Select Committee on International Development Third Report


Section 4 — Responses and Responsibilities

The United Nations

246. We must mention the United Nations family in any section considering the international response to HIV/AIDS, although evidence did not concentrate on an assessment of the United Nations response. There has been a long-standing concern that the United Nations has too disparate and uncoordinated a structure in its handling of health issues. We have shown that HIV/AIDS not only requires coordination within the health sector but across all sectors as it has repercussions for all aspects of development. UNAIDS explained, "Starting in 1986, the World Health Organisation was assigned the lead responsibility in the UN system for assisting governments establish national HIV/AIDS programmes. By the mid-1990s, however, it became clear that the pandemic's devastating impact on all aspects of human life and on social and economic development constituted an emergency which would require an expanded United Nations effort. As a consequence, in 1996 the United Nations established an innovative joint venture, the Joint United Nations Programme on HIV/AIDS (UNAIDS), which now has seven co-sponsoring organisations: UNICEF, UNDCP, UNDP, UNFPA, UNESCO, WHO and the World Bank".[313]

247. The UNAIDS memorandum provides details of the respective activities of each of these co-sponsoring organisations. UNAIDS itself is a facilitator, aiming to help mount and support an expanded response, managing and disseminating knowledge and best practice, tracking the epidemic, advocating an expanded response to the epidemic.[314] The evidence we did receive varied in its opinion of the UN response. Students Partnership Worldwide (SPW) was critical of the failure of such multilateral bodies in the 1990s where they failed to instil in national governments a sense of urgency in setting up a cross-sectoral response to HIV/AIDS and did not produce any strategic ideas to tackle HIV/AIDS on a regional basis. They continue, "A root cause of this disjunction is that the agencies themselves do not work together. In Kampala, all five relevant UN agencies (UNAIDS, UNICEF, UNDP, UNESCO and UNFPA) have separate offices, with no established lines of communication between them".[315] In particular, the criticism was made that there was little effective interaction with grassroots organisations and community groups.[316]

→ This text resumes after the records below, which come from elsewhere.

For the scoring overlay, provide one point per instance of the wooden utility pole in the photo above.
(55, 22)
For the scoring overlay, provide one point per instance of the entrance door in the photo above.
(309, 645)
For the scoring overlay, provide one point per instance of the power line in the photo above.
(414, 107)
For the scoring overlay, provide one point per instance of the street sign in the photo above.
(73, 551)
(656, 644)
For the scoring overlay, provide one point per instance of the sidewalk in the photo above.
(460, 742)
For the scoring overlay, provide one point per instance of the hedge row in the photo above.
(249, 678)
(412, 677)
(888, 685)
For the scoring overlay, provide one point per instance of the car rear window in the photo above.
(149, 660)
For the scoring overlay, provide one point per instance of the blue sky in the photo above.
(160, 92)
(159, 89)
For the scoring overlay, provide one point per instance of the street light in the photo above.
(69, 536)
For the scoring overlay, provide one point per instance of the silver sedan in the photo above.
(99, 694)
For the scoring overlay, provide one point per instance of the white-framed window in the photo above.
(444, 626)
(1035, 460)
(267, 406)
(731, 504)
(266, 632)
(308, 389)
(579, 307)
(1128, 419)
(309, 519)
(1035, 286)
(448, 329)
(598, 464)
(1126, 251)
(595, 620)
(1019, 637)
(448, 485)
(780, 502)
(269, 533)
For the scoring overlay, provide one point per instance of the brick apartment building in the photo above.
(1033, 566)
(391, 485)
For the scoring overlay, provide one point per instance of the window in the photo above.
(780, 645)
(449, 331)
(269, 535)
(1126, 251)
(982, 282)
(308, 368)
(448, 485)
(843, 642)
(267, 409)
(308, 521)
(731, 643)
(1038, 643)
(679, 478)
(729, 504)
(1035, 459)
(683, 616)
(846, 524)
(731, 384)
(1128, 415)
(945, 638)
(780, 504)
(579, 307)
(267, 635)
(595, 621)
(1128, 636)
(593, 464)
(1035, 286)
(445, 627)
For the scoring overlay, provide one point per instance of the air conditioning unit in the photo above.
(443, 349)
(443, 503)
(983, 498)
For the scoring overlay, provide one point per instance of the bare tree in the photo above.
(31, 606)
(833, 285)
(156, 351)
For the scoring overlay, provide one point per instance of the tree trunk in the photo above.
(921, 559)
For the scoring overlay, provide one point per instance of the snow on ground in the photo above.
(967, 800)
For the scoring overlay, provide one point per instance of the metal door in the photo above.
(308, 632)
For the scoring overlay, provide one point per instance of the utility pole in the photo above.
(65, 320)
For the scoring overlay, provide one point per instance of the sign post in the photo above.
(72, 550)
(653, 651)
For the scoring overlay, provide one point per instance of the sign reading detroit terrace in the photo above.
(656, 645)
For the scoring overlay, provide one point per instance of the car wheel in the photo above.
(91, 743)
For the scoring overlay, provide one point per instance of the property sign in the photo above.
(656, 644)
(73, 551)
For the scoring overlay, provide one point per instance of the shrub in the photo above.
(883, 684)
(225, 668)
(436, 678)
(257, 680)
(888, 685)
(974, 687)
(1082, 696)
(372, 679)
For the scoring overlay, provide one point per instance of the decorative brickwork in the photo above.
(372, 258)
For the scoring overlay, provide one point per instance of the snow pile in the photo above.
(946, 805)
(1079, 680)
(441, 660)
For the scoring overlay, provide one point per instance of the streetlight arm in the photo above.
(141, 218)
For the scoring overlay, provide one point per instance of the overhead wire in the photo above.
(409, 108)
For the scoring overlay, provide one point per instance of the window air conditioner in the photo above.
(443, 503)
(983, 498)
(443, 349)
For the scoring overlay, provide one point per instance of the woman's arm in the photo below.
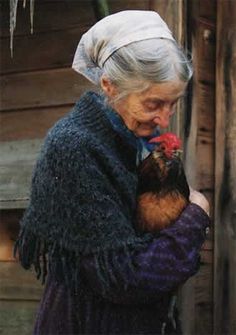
(164, 265)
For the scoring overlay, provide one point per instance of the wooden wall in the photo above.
(38, 87)
(198, 293)
(225, 172)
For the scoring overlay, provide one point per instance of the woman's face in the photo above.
(143, 112)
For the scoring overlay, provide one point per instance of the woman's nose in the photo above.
(163, 119)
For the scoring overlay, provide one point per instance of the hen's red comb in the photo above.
(170, 139)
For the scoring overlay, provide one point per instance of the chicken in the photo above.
(163, 190)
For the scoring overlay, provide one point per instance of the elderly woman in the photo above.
(104, 276)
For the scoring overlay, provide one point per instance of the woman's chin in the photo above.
(142, 132)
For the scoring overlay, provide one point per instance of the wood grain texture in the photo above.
(41, 89)
(9, 228)
(200, 159)
(17, 317)
(16, 166)
(17, 283)
(61, 44)
(30, 123)
(225, 170)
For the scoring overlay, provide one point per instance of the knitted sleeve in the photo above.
(163, 266)
(78, 222)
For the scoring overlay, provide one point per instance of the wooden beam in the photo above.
(29, 123)
(17, 317)
(17, 283)
(16, 166)
(48, 16)
(52, 49)
(225, 171)
(41, 89)
(197, 295)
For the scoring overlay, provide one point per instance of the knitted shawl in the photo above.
(83, 195)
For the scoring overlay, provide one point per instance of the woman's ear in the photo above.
(109, 89)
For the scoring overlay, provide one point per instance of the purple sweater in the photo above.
(131, 306)
(84, 191)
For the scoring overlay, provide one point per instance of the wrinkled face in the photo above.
(143, 112)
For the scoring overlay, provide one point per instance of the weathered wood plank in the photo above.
(16, 165)
(17, 317)
(173, 13)
(9, 228)
(41, 89)
(225, 171)
(48, 16)
(198, 294)
(30, 123)
(19, 284)
(61, 44)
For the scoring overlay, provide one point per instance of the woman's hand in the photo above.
(199, 199)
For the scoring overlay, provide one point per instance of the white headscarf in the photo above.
(113, 32)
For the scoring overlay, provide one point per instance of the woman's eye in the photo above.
(152, 106)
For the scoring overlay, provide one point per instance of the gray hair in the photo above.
(135, 67)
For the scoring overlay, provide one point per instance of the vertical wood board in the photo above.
(225, 197)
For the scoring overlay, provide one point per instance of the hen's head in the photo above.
(168, 145)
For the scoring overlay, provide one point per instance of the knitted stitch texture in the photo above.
(105, 277)
(83, 194)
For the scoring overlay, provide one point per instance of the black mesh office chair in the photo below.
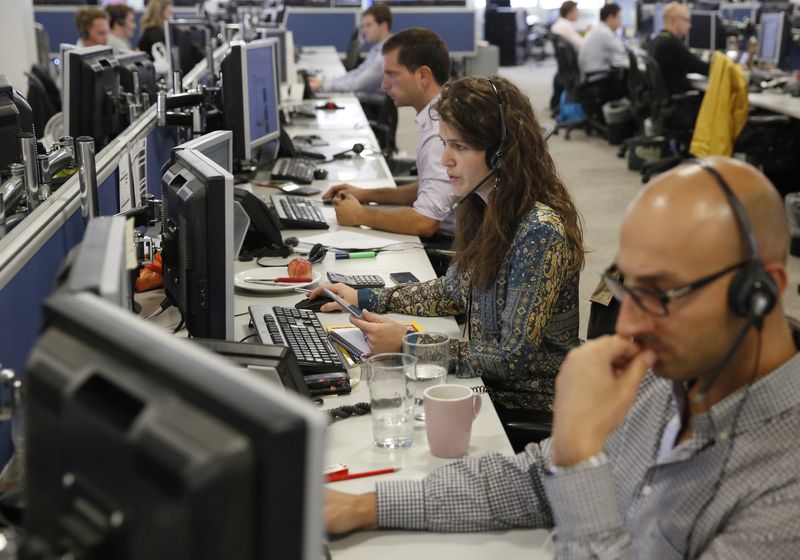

248. Jeff O'Malley, however, considered UNAIDS to be a "significant success", both in advocacy, thus bringing HIV/AIDS to public attention, and in "fostering collaboration, co-operation amongst the different international organisations working on AIDS. That is particularly important as an increasing number of the international organisations become increasingly involved in AIDS".[317] We suspect that both perspectives have much truth in them. We know that for many years there has been a real problem with donor coordination, not least amongst members of the UN family. Whilst efforts are now being made to improve such coordination, we are not surprised to hear that on the ground significant problems remain. We are, however, pleased to see that the UN response to the HIV/AIDS epidemic has not been the creation of yet another agency but rather a leaner coordinating body dedicated to ensuring that HIV/AIDS is a priority across all developmental efforts. We welcome the work of UNAIDS and consider it to be making an impressive contribution to the fight against HIV/AIDS. We trust that its work will at no point be constrained by under-resourcing. We remain concerned that there is still some way to go in coordination amongst UN bodies on HIV/AIDS and believe UNAIDS should be prepared to be publicly forthright on problems and failures, if necessary shaming organisations into improvement.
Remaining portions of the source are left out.